One of the most popular transmitters of Asian culture was the television series Kung fu, which ran from 1972 to 1975, smack dab in the middle of the martial arts renaissance flowing out of Hong Kong and into North America. The series starred David Carradine as Caine, the wandering half-caste Shaolin monk with a price on his head, doing his worst to avoid trouble in the American Wild West.
The pilot episode ran for over an hour and told the story of Caine through flashbacks to when he was a boy, waiting outside of the temple in the rain with a small group of kung fu wannabes. In that episode, we learn that Caine has an American father and a Chinese mother, both dead, but we never figure out what happened to them or why Caine ends up wandering through Henan province.
The boy Caine is forced to go through some classic “oriental” tests to prove he is worthy of learning the secret arts: he has to stand and wait outside and demonstrate his willingness to suffer; he has to try and fail to snatch a pebble out of the master’s hand; he must walk on rice paper, sneak up on the blind master, and otherwise perform tasks Mr. Miyagi would replicate years later to help his charge learn the martial arts. He spends years at the temple, finally gaining his dragon and tiger brand—the sign of a Shaolin monk—when he is a grown man.
The classic exchange during this period of Caine’s life is the “grasshopper” dialogue between the boy and Po, the blind master:
Master Po: Close your eyes. What do you hear?
Young Caine: I hear the water, I hear the birds.
Po: Do you hear your own heartbeat?
Po: Do you hear the grasshopper which is at your feet?
Caine: Old man, how is it that you hear these things?
Po: Young man, how is it that you do not?
Great Taoist wisdom. Ed Spielman, the creator of the series, was by all accounts a sinophile fascinated with the religions and traditions of ancient China. He reportedly spent years studying the language and customs, unsuccessfully trying to gain entry into the martial arts world, and hanging out in Chinatown before he pitched his version of “China meets the West” to Hollywood.
There is some controversy surrounding the creation of the series: Bruce Lee was pitching a kung fu western to Warner Brothers around the same time as Spielman, but his idea wasn’t picked up because Hollywood balked at an Asian hero on prime time television. Plausible. But a moot point once the series began, and proved itself to be wildly popular with the average American.
A white hero who ventures to the Orient, comes back with special skills, and is revered by the people he learned his arts from ... classic orientalism, despite the cast and crews best efforts to educate Americans about the best of Chinese culture. That particular story line has been repeated ad nauseum in dozens of movies and TV shows: Bloodsport, The Last Samurai, Avatar, Big Trouble Little China, even the Golden Child. That trend is slowly starting to die away, years after Bruce Lee showed that ethnic Chiense could draw the audience. The idea that a foreigner could venture into the heart of an ancient civilization, spend years at a temple and come out a complete badass is just so fascinating and attractive that it will endure as long as there are young men who dream of being the toughest dude on the planet.
The first to really portray that idea on the screen was Caine, the philosophical monk who must kill but hates to do so.
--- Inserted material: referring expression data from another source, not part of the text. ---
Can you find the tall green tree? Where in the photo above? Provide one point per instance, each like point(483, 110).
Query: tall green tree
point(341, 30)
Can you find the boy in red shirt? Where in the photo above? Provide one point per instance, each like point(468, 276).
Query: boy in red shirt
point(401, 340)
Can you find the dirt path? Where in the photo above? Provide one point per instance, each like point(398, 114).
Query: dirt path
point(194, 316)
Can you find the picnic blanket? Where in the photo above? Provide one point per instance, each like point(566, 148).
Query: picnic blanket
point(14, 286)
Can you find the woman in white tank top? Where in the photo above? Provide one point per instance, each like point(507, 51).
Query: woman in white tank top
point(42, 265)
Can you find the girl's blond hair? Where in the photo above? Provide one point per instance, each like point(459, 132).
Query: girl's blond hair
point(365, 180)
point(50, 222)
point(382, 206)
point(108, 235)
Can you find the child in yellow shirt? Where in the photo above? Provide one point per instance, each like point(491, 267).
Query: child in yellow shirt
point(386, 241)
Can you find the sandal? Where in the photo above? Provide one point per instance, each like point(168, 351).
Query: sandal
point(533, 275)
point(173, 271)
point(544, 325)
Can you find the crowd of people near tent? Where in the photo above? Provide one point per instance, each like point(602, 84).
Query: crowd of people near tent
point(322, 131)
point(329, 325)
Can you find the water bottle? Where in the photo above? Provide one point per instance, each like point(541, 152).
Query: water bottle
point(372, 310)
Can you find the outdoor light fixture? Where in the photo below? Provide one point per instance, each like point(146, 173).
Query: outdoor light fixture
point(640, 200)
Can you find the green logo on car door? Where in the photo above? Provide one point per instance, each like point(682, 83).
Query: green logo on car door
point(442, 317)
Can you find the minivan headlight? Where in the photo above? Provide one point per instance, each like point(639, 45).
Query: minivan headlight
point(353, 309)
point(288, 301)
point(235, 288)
No one has really done as good a job as Carradine did, except perhaps the elder Carradine as Bill in Kill Bill. There is a sort of authenticity to the character that pushes through the various stereotypes, fallacies and fantasies of the show: it’s easy to picture Carradine in China squatting roadside with some coolies and slurping noodles. The fight scenes are weak for the first season or two, and nothing the character does resembles any kung fu I have every seen. It’s the way Caine carries himself, the little couplets he quietly drops every episode, that make the idea of a little Chinese-American boy becoming a branded Shaolin master believable.